The VZV genome has an estimated mutation rate of 10^-6–10^-7/site/year and is highly conserved44. In this study, the researchers found that four mutated nucleotide sites appeared only once before the COVID-19 epidemic, while 12 mutated nucleotide sites were found for the first time after the COVID-19 epidemic. Given that nucleotide mutations in COVID-19 continue and its spread has not ceased, the effect of COVID-19 on VZV nucleotide mutations remains to be confirmed. Healthcare professionals are encouraged to test patients for COVID-19 infection when collecting blister fluid specimens.

The mechanism of attenuation of the live attenuated varicella-zoster vaccine remains incompletely understood.
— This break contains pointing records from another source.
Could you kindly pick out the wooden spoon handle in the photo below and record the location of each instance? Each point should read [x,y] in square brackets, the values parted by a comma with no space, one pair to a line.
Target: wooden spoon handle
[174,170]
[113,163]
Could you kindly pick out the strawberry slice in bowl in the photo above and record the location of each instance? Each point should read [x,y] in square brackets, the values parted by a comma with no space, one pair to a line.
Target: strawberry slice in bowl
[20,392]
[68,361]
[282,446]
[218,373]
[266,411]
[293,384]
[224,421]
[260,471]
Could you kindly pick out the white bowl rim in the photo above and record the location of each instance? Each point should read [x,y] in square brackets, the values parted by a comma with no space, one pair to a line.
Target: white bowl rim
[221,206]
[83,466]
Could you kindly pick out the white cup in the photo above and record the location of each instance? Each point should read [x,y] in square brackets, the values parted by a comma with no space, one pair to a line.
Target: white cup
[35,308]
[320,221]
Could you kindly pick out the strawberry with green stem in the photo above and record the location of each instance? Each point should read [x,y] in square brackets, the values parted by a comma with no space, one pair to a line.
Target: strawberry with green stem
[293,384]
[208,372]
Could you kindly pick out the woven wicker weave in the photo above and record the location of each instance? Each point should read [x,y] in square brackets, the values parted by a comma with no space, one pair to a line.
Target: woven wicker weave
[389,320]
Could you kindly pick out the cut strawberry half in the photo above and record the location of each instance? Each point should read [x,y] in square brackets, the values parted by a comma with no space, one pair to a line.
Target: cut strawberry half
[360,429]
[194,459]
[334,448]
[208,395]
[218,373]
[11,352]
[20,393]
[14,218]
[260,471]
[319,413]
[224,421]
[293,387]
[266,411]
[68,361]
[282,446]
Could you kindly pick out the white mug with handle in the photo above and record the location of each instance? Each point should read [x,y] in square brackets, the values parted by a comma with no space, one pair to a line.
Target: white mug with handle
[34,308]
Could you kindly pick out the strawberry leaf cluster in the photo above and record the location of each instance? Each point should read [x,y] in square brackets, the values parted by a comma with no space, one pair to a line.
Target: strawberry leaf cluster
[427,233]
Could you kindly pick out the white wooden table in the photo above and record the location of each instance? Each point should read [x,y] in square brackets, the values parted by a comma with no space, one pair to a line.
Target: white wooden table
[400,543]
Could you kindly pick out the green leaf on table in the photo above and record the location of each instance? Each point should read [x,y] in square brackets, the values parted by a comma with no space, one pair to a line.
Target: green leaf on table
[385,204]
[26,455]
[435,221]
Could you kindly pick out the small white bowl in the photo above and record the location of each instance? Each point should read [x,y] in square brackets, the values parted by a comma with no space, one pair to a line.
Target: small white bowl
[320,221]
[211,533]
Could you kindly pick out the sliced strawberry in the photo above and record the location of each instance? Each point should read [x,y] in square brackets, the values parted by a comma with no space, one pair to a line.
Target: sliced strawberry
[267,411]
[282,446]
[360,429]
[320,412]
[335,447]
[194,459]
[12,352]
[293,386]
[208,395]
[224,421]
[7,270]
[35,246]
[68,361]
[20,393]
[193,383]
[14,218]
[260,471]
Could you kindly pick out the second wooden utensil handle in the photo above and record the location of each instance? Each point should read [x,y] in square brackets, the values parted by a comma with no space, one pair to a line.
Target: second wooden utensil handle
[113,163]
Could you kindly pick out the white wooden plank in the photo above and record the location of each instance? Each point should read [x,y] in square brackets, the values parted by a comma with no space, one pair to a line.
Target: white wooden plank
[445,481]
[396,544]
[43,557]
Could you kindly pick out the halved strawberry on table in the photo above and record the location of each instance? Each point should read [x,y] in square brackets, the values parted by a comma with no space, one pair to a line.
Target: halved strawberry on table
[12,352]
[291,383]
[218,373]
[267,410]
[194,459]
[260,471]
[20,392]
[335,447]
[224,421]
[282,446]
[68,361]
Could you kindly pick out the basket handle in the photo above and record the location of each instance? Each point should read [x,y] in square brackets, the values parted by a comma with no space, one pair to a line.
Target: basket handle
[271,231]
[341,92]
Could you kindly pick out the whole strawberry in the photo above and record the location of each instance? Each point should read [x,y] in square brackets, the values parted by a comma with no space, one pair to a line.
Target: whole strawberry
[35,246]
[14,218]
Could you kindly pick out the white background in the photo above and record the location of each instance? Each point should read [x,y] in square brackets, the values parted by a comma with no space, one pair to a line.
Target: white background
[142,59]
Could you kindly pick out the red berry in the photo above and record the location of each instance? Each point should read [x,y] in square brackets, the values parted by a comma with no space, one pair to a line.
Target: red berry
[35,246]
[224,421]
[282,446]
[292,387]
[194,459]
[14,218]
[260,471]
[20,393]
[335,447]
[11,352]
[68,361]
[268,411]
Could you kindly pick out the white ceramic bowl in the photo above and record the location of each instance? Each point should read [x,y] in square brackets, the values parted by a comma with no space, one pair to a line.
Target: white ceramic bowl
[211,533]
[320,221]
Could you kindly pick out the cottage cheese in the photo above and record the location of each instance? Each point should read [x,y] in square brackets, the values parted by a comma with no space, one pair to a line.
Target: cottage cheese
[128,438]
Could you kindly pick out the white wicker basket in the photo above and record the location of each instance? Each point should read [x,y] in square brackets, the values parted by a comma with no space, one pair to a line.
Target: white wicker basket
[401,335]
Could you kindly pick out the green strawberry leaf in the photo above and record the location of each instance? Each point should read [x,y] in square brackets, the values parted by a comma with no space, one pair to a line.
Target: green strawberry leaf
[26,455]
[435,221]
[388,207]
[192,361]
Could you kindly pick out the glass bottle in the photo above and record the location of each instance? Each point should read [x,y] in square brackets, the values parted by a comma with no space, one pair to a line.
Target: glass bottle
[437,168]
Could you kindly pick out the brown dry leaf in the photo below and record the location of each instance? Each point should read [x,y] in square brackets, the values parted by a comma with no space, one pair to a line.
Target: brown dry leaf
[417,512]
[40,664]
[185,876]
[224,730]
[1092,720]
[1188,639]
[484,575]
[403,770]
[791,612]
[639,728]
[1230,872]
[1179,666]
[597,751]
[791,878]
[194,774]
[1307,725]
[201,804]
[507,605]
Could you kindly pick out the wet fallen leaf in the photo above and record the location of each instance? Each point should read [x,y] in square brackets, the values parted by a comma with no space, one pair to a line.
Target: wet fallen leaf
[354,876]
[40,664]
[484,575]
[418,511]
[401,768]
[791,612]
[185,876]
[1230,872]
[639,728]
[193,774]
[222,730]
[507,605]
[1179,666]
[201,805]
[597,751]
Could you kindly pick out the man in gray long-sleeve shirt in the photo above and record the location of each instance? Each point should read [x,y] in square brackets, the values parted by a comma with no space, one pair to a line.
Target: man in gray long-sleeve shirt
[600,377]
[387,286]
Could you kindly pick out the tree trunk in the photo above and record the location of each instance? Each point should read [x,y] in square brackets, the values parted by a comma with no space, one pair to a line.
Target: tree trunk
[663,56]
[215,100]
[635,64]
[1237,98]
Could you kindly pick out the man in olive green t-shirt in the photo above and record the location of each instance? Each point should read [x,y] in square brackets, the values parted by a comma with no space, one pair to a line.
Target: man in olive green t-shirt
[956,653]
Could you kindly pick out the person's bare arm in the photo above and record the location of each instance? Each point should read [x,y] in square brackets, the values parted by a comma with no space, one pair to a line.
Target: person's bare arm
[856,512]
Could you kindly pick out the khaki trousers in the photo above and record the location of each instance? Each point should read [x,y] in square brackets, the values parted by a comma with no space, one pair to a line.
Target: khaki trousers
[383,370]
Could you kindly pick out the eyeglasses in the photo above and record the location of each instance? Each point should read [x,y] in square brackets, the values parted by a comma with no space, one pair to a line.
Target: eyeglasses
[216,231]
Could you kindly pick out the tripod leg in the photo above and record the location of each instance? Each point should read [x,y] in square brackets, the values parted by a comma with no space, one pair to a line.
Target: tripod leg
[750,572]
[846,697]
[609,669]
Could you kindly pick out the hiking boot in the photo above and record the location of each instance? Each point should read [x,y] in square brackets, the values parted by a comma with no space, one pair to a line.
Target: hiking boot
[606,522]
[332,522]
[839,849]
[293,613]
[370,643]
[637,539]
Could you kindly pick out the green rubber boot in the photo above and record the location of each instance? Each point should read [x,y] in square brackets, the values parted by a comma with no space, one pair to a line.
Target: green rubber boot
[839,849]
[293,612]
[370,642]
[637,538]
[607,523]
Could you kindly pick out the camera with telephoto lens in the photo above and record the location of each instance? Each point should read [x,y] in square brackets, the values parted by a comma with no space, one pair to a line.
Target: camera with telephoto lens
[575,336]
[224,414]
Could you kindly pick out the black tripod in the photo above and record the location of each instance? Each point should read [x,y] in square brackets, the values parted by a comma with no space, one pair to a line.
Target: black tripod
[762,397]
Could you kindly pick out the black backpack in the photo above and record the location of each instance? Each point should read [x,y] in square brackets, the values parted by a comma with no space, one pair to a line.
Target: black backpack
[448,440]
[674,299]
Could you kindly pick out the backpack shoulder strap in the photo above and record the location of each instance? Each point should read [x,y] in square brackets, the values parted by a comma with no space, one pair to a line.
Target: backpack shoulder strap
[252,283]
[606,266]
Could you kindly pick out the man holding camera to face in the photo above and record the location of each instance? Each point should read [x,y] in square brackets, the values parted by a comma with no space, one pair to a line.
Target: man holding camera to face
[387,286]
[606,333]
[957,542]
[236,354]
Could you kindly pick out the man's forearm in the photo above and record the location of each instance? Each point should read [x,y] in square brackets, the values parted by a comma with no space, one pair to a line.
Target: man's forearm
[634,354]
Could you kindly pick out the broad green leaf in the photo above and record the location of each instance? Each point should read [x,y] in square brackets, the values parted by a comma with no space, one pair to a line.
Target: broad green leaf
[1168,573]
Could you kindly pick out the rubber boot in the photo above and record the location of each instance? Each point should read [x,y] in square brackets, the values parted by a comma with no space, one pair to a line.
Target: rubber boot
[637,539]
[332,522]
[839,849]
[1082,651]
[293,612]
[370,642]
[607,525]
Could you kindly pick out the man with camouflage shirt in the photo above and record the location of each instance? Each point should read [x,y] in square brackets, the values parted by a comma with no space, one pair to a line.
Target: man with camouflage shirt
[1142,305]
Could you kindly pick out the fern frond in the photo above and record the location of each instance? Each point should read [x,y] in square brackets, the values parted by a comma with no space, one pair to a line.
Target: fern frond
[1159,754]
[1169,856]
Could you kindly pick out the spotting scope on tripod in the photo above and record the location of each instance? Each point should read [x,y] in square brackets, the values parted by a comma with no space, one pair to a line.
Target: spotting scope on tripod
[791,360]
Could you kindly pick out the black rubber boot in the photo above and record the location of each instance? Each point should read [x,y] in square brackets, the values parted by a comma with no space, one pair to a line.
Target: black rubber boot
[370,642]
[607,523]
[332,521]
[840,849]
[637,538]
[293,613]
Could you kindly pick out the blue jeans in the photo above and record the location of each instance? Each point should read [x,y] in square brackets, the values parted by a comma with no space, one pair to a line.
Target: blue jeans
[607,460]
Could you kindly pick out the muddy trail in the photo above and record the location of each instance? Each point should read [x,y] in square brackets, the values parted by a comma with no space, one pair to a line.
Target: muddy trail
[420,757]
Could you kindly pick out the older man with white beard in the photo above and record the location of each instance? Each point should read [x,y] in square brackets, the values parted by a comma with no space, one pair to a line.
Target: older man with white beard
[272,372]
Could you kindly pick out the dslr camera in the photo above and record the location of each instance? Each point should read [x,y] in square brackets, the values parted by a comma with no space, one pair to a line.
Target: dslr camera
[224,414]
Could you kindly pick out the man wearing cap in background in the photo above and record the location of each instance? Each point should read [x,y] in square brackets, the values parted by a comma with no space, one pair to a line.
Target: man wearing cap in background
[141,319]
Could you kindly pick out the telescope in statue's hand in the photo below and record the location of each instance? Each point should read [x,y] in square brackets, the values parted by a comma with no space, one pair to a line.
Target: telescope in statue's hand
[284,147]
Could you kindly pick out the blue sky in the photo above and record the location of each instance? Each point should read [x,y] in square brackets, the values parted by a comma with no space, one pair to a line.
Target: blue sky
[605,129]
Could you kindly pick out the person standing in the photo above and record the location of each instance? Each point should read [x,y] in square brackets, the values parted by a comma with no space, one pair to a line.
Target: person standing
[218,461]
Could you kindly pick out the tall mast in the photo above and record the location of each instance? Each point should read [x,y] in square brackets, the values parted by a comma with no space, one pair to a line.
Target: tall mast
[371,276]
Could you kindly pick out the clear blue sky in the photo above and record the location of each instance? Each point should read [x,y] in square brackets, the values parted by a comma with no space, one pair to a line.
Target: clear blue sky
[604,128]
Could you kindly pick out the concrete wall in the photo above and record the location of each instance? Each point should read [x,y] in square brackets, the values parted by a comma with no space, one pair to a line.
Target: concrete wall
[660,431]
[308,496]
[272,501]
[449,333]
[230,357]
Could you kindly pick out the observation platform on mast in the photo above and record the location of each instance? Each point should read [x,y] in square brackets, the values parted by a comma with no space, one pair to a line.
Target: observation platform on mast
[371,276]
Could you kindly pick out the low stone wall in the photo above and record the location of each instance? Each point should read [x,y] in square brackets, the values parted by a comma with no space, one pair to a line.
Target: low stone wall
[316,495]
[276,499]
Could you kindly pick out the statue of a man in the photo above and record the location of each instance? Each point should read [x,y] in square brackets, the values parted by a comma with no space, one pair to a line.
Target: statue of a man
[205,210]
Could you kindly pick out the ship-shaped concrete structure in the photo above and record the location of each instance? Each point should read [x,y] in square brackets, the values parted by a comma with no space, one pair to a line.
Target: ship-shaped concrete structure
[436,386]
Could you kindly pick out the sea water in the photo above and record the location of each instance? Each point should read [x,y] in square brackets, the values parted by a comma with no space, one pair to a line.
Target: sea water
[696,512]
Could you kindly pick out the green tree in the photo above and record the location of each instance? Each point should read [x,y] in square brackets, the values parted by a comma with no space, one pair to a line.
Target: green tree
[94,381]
In a previous study, the varicella vaccine (Oka-Merck) was approximately 85% effective in healthy children, with less than 5% developing a mild vesicular rash45. Another study reported that the incidence of breakthrough cases (rash more than 42 days after vaccination) increased as the duration of vaccination increased46. Unfortunately, no vaccine-associated cases or breakthrough cases were monitored in this study. Therefore, clinicians should strengthen the inquiry and registration of vaccination information when seeing patients, whether they are varicella patients or herpes zoster patients, and collect specimens in a timely manner in order to further study the attenuation mechanism of VZV envelope glycoprotein at the molecular level.

In summary, this study reviewed the epidemiology of varicella in Jilin Province from 2005 to March 2024, and analyzed nucleotide site mutations in 9 known VZV envelope glycoproteins that occurred in the province between 2010 and March 2024. In light of China’s measles prevention and control strategy47, it is advocated for expediting or facilitating the establishment of a national strategy to prevent and control VZV transmission, mobilizing the entire society to extend its benefits to more people.